A paired T test was performed for pre and post-operative comparison of MSTS. An un-paired T test was used to compare anthropometric, anamnestic data, Karnofsky, MSTS, VAS, blood exams between groups. Chi-square test was performed for evaluation of complication in the two group. Multiple linear regression was used to match the functional outcomes and complication’s incidence in the population study. Logistic regression was performed to analyze the odds ratio of different parameters in the incidence of complication. Significance was set for p < 0.05.

Result

One hundred twenty-nine patients were affected by trochanteric metastases during our analysis period.

Forty-five patients were considered eligible according to the inclusion and exclusion criteria and were finally enrolled in the study.

Twenty patients were assigned in the IN Group and twenty-five in the HM Group.

The primary outcome analyzed was the post-surgery clinical outcomes (MSTS and VAS score). The secondary outcome was blood exams evaluation and incidence of complications.

There were 16 male and 29 female, the mean age was 68.2 years old (± 10); the mean BMI was 25.4 points (± 3.7). The mean follow-up was 21.2 months (± 16.3). No statistical differences were noticed between IN Group and HM Group concerning the age, gender, BMI or active fracture/impending fracture (Table 1).

Table 1 Baseline characteristics

Breast cancer was the most common primary tumor (33%), followed by lung (22%), myeloma (20%), prostate (11%), kidney (8%) and thyroid (6%). In the IN Group were more frequent lung cancer (7 vs 3 patients), while in contrast in the HM Group breast cancer (10 vs 5 patients) and prostate cancer (5 vs 0 patients) were prevalent.

In the IN Group preventive surgery was more frequent than HM Group, but without statistical difference (60% vs 48%; p = 0.2). Mean resection in the HM Group was 11.7 ± 3 cm.

In the IN Group additional skeletal metastases were found in 12 patients (60%), mostly located in the pelvis and spine; 10 patients (50%) also showed visceral metastases. In the HM Group, however, further bone lesions were present in 20 patients (80%), but only 3 had visceral metastases (12%).

The mean Karnofsky score was 76% (± 21), with no difference through the IN Group and the HM Group (p = 0.9). The average Karnofsky score indicates that patients are unable to do effort or work but are able to take care of themselves.

The mean operative time is shorter in the IN Group than the HM Group (105 ± 49 vs 159 ± 37 min; p = 0.0001), as expected.

No difference was noticed among hemoglobin before and after surgery, white blood cell and platelet (Table 1).
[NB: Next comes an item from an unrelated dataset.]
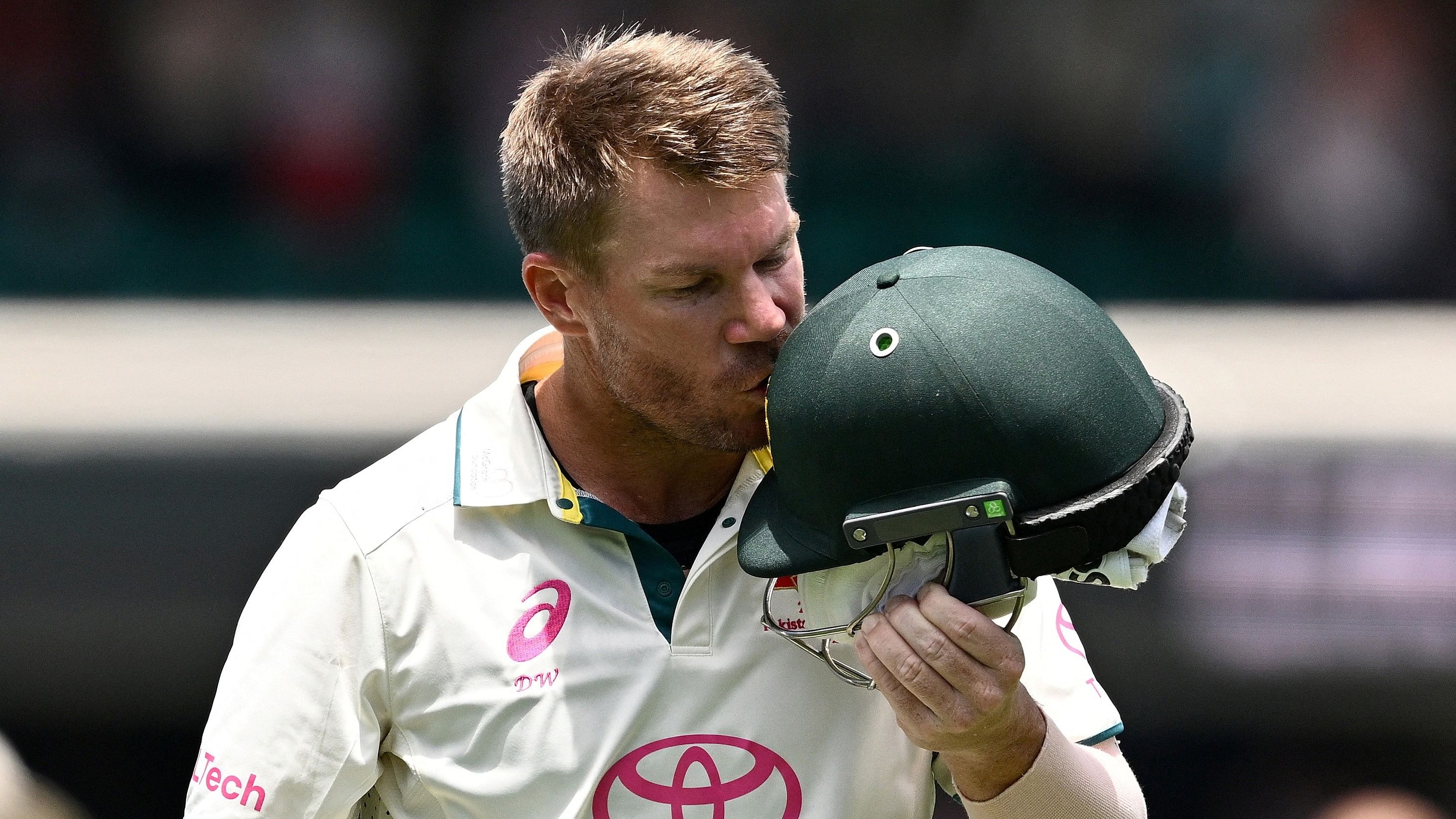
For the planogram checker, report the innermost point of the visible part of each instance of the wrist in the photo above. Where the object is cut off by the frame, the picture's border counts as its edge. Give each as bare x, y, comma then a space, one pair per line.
1002, 754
Differential hemoglobin (post-surgery minus prior surgery) shows a higher acute anemia in the HM Group (2 ± 2 vs 3.6 ± 1.3; p = 0.02).

The patients of the IN Group showed instead malnutrition (Albumin: 30.5 ± 6.5 vs 37.6 ± 6 g/L; p = 0.03) and pro-inflammatory state (NLR: 7.1 ± 6.7 vs 3.8 ± 2.4; p = 0.05) (PLR: 312 ± 203 vs 194 ± 99; p = 0.04) greater than the HM Group.

VAS score pre-surgery and at 1–6 months after surgery didn’t show differencees between the two groups (Table 2)(Fig. 1).

Table 2 Clinical outcomes
Fig. 1
figure 1

VAS Score. VAS score trend at the various follow-ups. Blue line for IN group, red line for HM group

At 12-months follow-up the IN Group showed more pain than the HM Group (3 ± 3 vs 0.5 ± 0.8; p = 0.01). MSTS pre-surgery, at 6 and 12 months follow-up didn’t show differences (Table 2)(Fig. 2). Only at 1-month follow-up the MSTS score was higher in IN Group than HM Group (16.4 ± 6.3 vs 12.2 ± 3.7; p = 0.004).

Fig. 2
figure 2

MSTS Score. MSTS score trend at the various follow-ups. Blue line for IN group, red line for HM group

Comparing the MSTS results within the two groups at the various follow-ups the improvement in the HM Group between 1 and 6 months after surgery was statistically significant (12.3 ± 3.7 vs 19.2 ± 2.4; p = 0.001).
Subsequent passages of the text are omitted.